Are We Being Taught to Punch the Clock?: Politics and Situated Literacy in One Vocational High School
This study seeks to describe the ways in which both students and teachers use literacy in vocational classrooms. Its purpose is to describe, through ethnographic observation, student work samples and focused conversations with teachers, literacy practices and events that are "out of the ordinary" in most traditional academic high schools. The participants are vocational high school students and teachers who study and work in fields such as auto mechanics, plumbing, carpentry, cosmetology, fashion design and carpentry. The study explores the history and politics that influence vocational education and the powerful connections between situated cognition and situated literacies in vocational classooms. Research on situated cognition places an emphasis on problem-solving and is often conducted in real-world settings, outside of schools. The ultimate goal of the research presented here is to encourage questioning of what society views as "intelligence" and to support educators in viewing vocational learners as creative thinkers and literate members of our communities.
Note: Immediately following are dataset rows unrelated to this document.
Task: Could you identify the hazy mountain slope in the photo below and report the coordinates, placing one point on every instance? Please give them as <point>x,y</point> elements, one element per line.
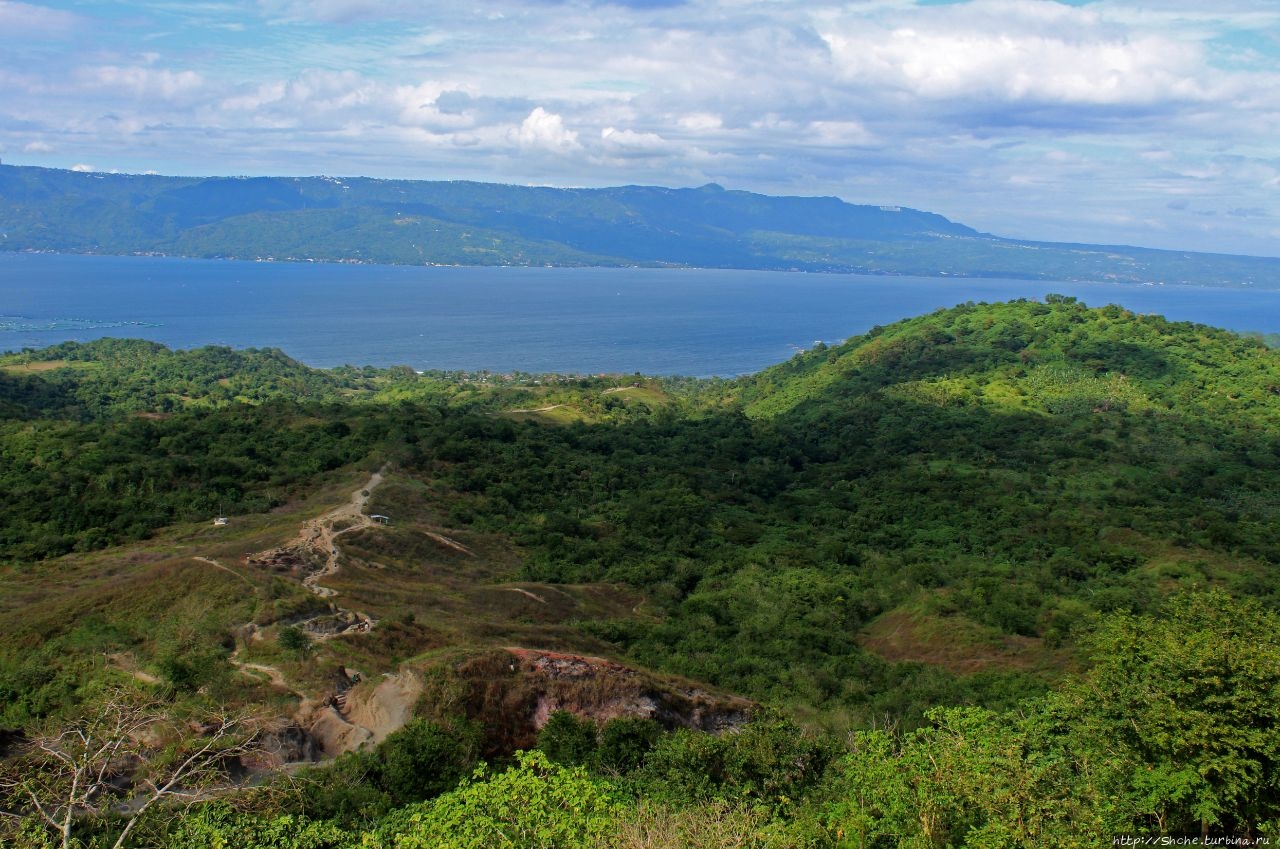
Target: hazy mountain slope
<point>466,223</point>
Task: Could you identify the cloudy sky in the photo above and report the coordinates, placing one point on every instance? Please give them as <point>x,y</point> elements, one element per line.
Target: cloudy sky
<point>1137,122</point>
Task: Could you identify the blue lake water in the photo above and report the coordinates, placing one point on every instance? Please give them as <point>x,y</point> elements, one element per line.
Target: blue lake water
<point>568,320</point>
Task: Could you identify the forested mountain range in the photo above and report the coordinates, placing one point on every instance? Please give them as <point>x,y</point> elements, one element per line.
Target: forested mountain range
<point>1001,575</point>
<point>464,223</point>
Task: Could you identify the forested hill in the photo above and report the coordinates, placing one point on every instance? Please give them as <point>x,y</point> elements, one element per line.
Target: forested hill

Jacqueline Darvin (United States)
Teacher of English
Career and Technical Education
Nassau Board of Cooperative Educational Services
Jacqueline Darvin, a doctoral student in the Literacy Studies Department at Hofstra University, is a teacher of eleventh and twelfth grade English at Nassau BOCES Technological Center in Westbury, New York. She works with vocational education students and has published several articles about literacy in vocational classrooms. Two of her articles appeared in English Journal, the secondary journal of NCTE. Jacqueline is a recipient of the News 12 Long Island 2002 Educator of the Month Award.